All of the country’s stadia are under Caf sanctions as they have been deemed unfit to host high profile matches.
Minister of Sports Kirtsy Coventry last week toured the National Sports Stadium, which is undergoing a major facelift, in the hope that it meets the minimum standards set by Caf before it can host any international match.

Coventry expressed satisfaction towards the renovations that have taken place at the giant stadium particularly the pitch, changing rooms, ablution facilities and the media centre and the press conference room which have been given a huge facelift.

Following these developments the SRC director-general Prince Mupazviriho said he is currently seized with the matter and is officially writing to the Zimbabwe Football Association (Zifa) inviting them to write to their club licensing manager who will be tasked to write in detail that the stadia has been inspected and meets the required standards.

The government and well-wishers have had to play a leading role in the renovations of the stadia.
Before the local season was postponed as a result of the coronavirus pandemic, Zifa had advised the Premier Soccer League that none of the stadia in the capital were fit to host matches.

“He must have a mandate and satisfaction with what has been done vis-a-vis the requirements of Caf and Fifa and be sure and confident enough that the inspection has met all that was asked by the continental and international football boards,” Mupazviriho told the Daily News yesterday.

“If you look at the outline from Caf and Fifa everything has been done serve for the bucket seats, electronic ticketing and turnstiles.
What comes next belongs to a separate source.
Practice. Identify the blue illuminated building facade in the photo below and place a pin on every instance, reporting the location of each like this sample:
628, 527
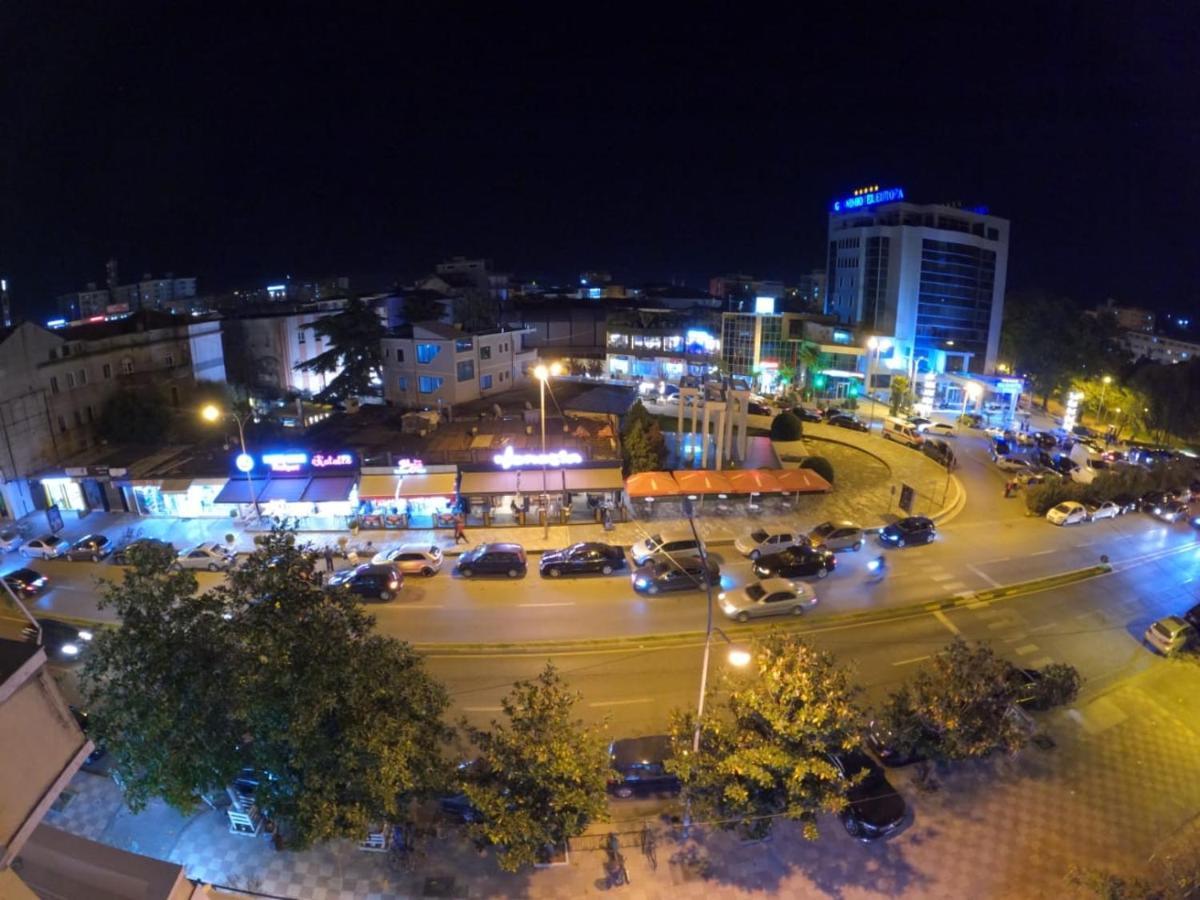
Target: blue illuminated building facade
930, 279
This however, is not because we are not working on it but we can’t import these things because of the pandemic that is currently ravaging the whole world.”
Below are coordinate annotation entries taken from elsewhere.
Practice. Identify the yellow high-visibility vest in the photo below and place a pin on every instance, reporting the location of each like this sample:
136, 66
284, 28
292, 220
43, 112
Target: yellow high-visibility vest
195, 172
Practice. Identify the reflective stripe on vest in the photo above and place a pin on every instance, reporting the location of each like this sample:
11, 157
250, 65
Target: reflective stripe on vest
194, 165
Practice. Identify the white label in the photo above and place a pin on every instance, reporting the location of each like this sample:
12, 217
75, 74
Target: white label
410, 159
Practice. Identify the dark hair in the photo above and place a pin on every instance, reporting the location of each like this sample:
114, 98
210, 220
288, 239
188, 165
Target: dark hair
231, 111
Mupazviriho said the coronavirus pandemic was not only peculiar to Zimbabwe, expressing confidence that Caf and Fifa would be able to understand their plight in case the deadline draws to a close before the completion of all the outstanding requirements.

“I don’t think it’s a losing battle if at all our situation was made difficult by the pandemic which disrupted even the tendering process which should have been done already by June or July. Initially we were targeting games that were set for November which have since been cancelled but we continue working with these targets in our planning,” he said.

“I’m extremely happy (with developments on the stadia so far) we are on the forefront of seeing and ensuring that things have been done properly and in accordance with the required standards.

“We don’t want to do an investment that can only last for a few years but we want to be able to construct the kind stadia that we can all be proud of for a very long time and serving multi-purpose.”

A source that requested anonymity however, said Zifa can only watch from a distance as they have nothing or too little to do at this stage.

“The procedure is that when all work has been done and stadiums brought to required levels, Zifa has to inspect and produce graphic granular evidence to prove to Caf beyond any reasonable doubt that work has been done.

“Caf will then send an inspection team to verify on their own,” the source commented.